"Dear Mother," wrote Lloyd Gaines, on March 3, 1939. "I have come to Chicago hoping to make it possible to make my own way." It was the last contact Gaines, the plaintiff in the landmark civil rights case Missouri ex rel. Gaines v. Canada, would have with his family before his disappearance. He was twenty-eight years old, and three months after his Supreme Court victory he had traveled to Chicago in search of work. Whatever happened to him is one of the unsolved mysteries of the civil rights era.
Lloyd Gaines’ case resulted in a Supreme Court ruling invalidating a common practice at the time: states that denied admission to their law schools to African Americans would offer (often very limited) scholarships to African American students so that they could attend an out-of-state law school. The regime of "separate but equal" under Plessy v. Ferguson was still the law, but the Supreme Court ruled unanimously that Missouri had to provide equality within its own borders. The state responded by creating a new black law school. Whether the segregated school satisfied the equal protection clause was not then tested, because the plaintiff disappeared.

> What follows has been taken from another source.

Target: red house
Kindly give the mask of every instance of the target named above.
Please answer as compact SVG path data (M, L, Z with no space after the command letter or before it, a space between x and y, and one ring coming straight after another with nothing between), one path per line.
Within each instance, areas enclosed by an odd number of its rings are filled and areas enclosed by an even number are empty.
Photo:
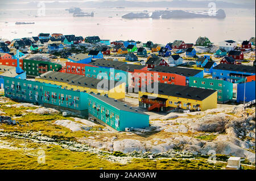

A digitalized copy of Gaines’ letter to his mother is now available in an amazing new digital archive on the University of Missouri website. The letter does not shed light on the Gaines mystery, but it illuminates the difficulties civil rights plaintiffs faced. Many, like Barbara Johns, the 16-year-old at the center of a student protest that led eventually to the Prince Edward County, Virgina case that became part of Brown v. Board of Education, were whisked away from home for their safety. Gaines found "hospitality and friendship" when hundreds turned out to hear him speak in Kansas City. But in spite of his new-found fame, there were no job prospects, and resources were dwindling. He was "still fighting and sacrificing – almost the ‘supreme sacrifice’ to see that [his case] is a complete and lasting success for thirteen million Negroes." But "sometimes," he wrote, "I wish I were just a plain, ordinary man whose name no one recognized." "Should I forget to write for a time," Gaines wrote in closing, "don’t worry about it I can look after myself ok." He was last seen in Chicago shortly thereafter, and was never heard from again.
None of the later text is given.